In view of its continuing robust growth, India is expected to be the world's largest economy by 2050, surpassing China and the US, a Citi report said.
"China should overtake the US to become the largest economy in the world by 2020, then be overtaken by India by 2050," financial services group Citi said in the report.
The estimates are based on purchasing power parity (PPP), an economic growth indicator that takes into account the purchasing power of each country's currency, instead of the prevailing exchange rate conversion.
Indian economy is expected to be nearly USD 85.97 trillion on PPP basis by 2050 from USD 3.92 trillion in 2010, Citi said.
Going by the report, India would surpass the US -- currently the world's largest economy -- to become the second largest by 2040.
"We expect India to overtake Japan to become the third largest economy in the world by 2015," it noted.
In terms of PPP, Indian economy -- valued at USD 3.78 trillion -- was at the fourth place in 2009. The country was behind the US, China and Japan, according to the World Bank.
Citi pointed out that North America and Western Europe's share of world's real GDP (in terms of USD calculated on PPP basis) is expected to fall from 41 per cent in 2010 to just 18 per cent in 2050.
During the same period, developing Asia's share is predicted to rise from 27 per cent to 49 per cent in 2050.
Citi emphasised that a number of major changes within a relative short time are required for India to meet future challenges.

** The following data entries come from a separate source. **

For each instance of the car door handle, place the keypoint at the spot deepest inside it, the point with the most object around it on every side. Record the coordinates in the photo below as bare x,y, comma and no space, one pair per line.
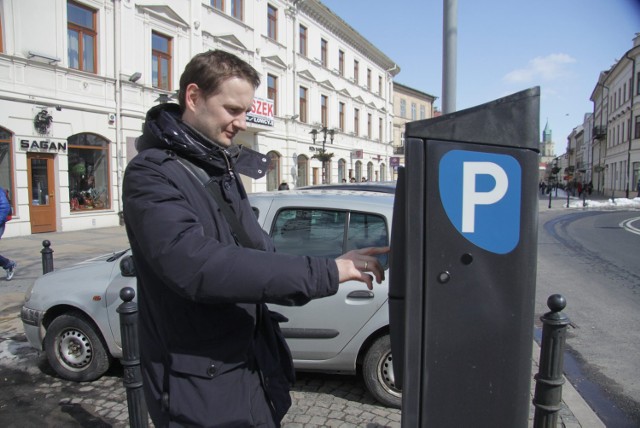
361,294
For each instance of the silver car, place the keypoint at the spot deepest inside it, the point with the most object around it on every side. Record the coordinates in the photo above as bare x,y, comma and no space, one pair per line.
71,313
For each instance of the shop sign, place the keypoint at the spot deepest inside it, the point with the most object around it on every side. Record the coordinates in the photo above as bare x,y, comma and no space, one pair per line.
43,146
261,112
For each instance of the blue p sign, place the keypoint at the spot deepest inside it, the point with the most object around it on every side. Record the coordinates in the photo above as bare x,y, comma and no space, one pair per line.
481,193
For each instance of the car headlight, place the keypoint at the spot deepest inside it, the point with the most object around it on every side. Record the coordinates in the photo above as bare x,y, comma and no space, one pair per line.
31,316
27,294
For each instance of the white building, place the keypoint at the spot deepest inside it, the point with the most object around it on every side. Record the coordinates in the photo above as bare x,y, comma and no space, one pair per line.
77,77
616,133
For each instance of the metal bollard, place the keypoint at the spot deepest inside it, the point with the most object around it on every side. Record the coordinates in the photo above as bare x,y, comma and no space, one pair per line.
47,257
128,310
549,379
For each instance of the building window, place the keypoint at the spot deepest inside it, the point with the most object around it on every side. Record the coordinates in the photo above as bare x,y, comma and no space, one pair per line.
303,104
356,121
356,70
273,173
272,91
88,172
303,171
303,40
161,61
237,9
342,171
324,47
272,22
324,101
81,31
6,164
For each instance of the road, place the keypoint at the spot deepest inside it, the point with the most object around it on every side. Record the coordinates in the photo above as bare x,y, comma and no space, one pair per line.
592,258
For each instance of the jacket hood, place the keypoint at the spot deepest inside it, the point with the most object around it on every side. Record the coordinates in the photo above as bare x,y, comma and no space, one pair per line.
164,129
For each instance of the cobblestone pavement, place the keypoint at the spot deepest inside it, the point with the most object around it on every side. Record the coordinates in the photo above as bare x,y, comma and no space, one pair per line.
32,396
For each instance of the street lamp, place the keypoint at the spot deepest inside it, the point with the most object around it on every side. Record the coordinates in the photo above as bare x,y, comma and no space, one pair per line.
323,156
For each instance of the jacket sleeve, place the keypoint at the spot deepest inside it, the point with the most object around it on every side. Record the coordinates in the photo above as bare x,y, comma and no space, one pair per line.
167,235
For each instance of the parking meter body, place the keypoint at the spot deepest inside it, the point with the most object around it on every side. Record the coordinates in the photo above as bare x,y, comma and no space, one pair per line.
463,265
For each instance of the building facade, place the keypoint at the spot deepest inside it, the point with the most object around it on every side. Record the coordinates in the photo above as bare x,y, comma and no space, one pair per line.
77,78
616,132
409,105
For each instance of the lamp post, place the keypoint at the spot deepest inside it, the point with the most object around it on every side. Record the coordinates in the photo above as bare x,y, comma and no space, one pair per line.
323,152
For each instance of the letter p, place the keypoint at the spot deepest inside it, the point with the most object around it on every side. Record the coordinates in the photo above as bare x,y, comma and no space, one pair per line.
471,197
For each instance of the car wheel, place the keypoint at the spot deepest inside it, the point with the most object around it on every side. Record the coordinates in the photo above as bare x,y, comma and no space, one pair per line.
377,371
75,349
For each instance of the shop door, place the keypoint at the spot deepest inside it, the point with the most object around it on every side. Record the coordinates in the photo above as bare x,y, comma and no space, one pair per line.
42,206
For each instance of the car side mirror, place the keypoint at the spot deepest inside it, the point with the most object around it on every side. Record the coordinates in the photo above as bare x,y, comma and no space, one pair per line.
127,267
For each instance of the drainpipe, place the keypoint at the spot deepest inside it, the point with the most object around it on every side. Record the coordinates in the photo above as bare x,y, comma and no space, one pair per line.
633,77
117,65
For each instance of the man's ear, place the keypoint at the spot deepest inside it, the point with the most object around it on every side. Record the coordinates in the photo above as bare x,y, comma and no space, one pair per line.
192,94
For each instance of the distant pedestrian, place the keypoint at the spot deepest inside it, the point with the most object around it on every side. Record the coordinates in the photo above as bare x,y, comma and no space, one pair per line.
5,210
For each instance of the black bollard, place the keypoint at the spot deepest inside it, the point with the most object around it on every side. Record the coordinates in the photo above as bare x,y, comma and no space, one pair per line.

Noting that India's infrastructure has to be improved, Citi said the country needs to relax its "hostile attitude towards FDI", if it is to reap the benefits of rapid cross-border technology transfer that China has benefited from so greatly.
"...a further round of serious deregulation of the domestic economy and further trade liberalisation are required," it noted.
The report said India's population of working age is expected to grow by 40.7 per cent between 2010 and 2050.
India has successfully raised its aggregate savings rate to levels that would allow sustained high levels of domestic capital formation (the domestic saving rate averaged 34.4 percent over 2006-2009 and the gross domestic investment rate 32.4 percent), the report added.